From: Troy Settle
Date: Mon, 10 Nov 2008 11:30:27 -0500

I received a piece of junkmail this morning:
http://home.psknet.com/troy/1.txt

In the spam report, I see this: BAYES_00=-2.599

So, I run it through sa-learn with --spam:

Learned tokens from 1 message(s) (1 message(s) examined)

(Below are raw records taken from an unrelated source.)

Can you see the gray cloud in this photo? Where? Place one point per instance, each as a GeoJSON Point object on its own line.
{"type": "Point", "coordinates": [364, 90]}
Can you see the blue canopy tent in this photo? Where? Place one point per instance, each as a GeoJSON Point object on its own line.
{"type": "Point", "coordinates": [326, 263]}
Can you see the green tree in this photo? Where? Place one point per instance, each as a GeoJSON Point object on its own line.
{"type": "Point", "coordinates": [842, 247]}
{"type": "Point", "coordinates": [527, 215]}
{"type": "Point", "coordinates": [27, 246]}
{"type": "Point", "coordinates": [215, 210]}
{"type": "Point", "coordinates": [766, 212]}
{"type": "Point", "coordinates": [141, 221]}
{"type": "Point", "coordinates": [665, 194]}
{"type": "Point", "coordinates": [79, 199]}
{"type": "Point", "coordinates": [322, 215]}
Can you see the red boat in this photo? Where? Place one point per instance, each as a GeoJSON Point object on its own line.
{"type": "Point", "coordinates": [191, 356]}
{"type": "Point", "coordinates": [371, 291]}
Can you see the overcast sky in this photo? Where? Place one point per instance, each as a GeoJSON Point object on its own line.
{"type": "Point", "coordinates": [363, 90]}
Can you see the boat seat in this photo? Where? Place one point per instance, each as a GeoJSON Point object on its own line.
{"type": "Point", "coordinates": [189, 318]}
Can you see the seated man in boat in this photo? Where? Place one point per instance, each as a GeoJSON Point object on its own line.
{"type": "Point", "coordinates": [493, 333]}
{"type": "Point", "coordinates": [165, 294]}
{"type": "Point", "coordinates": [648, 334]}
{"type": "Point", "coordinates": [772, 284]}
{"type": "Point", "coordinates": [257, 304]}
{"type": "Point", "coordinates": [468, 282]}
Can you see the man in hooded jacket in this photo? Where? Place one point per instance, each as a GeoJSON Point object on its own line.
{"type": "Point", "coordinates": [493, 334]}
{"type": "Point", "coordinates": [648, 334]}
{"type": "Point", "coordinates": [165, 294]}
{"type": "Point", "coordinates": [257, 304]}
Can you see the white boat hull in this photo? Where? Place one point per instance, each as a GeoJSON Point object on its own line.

Then, I re-scan it using spamc, and still I get:

BAYES_00=-2.599

What gives? I don't expect the total score to come up much, but the
bayes should at least go from a negative number to a positive number...
shouldn't it?

The answer Depends on how many tokens bayes is looking at and how
spammy those tokens are. You can see what bayes thinks about each
token with --debug output. I get BAYES_40 on your message.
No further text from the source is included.